In medical ethics, these are the reflection of the principle of beneficence and non-malificence. But what is do no harm? Is removing one’s body organ a harm to those who insist on the value of integrity of the body? Is transplanting an organ to a person in need so that the recipient can gain new health and live on doing good? If giving help to others has been agreed upon by all world cultures and is regarded as virtue, love, and compassion, being willing to give oneself for the sake of others should be the foundation of global bioethics.

Bibliography :

  1. Annas, G. J. (1984). Life, liberty and the pursuit of organ sales. The Hastings Center Report, 14, 22–23.
  2. Chan, W. T. (1963). A source book in Chinese philosophy. Princeton: Princeton University Press.
  3. Golmakani, M. M., Niknam, M. H., & Hedayat, K. M. (2005). Transplantation ethics from the Islamic point of view. Medical Science Monitor, 11, 105–109.

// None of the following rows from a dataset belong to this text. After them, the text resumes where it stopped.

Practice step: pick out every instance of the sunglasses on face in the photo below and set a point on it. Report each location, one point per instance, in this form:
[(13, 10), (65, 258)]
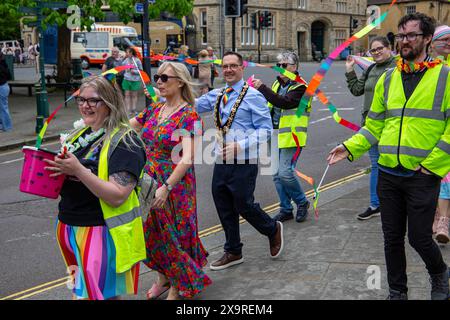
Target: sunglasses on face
[(92, 102), (230, 66), (284, 65), (410, 36), (376, 50), (163, 77)]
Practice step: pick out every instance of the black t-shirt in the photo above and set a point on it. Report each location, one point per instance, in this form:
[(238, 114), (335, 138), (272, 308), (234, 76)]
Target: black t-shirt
[(78, 205)]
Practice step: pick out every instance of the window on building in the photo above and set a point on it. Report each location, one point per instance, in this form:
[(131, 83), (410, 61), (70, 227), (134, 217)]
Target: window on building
[(203, 26), (340, 37), (302, 4), (410, 9), (341, 6), (248, 35), (268, 35)]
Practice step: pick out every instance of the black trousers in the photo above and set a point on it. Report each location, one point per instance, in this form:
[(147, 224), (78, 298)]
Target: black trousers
[(233, 186), (408, 203)]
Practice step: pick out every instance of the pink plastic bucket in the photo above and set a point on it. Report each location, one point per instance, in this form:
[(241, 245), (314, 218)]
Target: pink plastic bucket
[(35, 179)]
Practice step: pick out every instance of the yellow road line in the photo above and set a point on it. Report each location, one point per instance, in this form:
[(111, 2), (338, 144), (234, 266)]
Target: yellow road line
[(35, 288), (43, 290), (202, 234)]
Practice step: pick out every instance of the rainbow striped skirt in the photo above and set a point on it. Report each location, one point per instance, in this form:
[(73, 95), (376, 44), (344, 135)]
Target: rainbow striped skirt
[(90, 258)]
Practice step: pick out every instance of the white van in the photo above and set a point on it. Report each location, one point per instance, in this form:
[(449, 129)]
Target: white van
[(94, 47), (13, 44)]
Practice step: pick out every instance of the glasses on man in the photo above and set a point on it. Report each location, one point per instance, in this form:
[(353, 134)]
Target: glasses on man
[(92, 102), (230, 66), (376, 50), (284, 65), (163, 77), (408, 36)]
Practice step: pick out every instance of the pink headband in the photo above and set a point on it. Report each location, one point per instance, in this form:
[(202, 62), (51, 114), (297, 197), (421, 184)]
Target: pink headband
[(440, 32)]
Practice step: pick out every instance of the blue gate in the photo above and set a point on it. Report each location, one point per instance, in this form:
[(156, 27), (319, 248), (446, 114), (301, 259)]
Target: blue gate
[(51, 45)]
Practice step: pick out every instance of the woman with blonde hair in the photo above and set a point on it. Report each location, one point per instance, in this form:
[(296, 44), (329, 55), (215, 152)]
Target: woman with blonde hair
[(99, 229), (174, 248)]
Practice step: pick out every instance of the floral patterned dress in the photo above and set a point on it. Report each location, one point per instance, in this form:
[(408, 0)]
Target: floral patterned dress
[(173, 245)]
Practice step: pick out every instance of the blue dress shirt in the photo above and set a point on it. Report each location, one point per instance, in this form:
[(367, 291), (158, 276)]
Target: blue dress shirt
[(252, 124)]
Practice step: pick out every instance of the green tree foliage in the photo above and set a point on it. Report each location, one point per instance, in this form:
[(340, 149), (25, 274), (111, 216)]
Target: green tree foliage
[(9, 20)]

  4. John Paul II. (1991). To the participants at the first international congress on the transplant of organs, 20 June 1991. Insegnamenti, XIV/1: 1711.
  5. Namihira, E. (1990). Shinto concept concerning the dead human body. Transplantation Proceedings, 22, 940–941.
  6. Oliver, M., Woywodt, A., Ahmed, A., & Saif, I. (2011). Organ donation, transplantation and religion. Nephrology, Dialysis, Transplantation, 26(2), 437–444.
  7. Prubhupada, S. (1972). Chapter 2: The eternal reality of the soul’s immortality. In Bhagavad Gita as it is (p. 22). New York: Macmillan.
  8. Sass, H. M. (1998). Ethics of technology allocation. Artificial Organs, 22(3), 266–267.
  9. Shu, C. H. (2001). A Buddhist view on organ transplant (p. 56). Taipei: Pure Heart Foundation.
  10. Tai, M. C. (2008). The way of Asian bioethics (pp. 95–105). Taipei: Princeton International Publishing.
  11. Annas, G. J. (1984). Life, liberty and the pursuit of organ sales. The Hastings Center Report, 14, 22–23.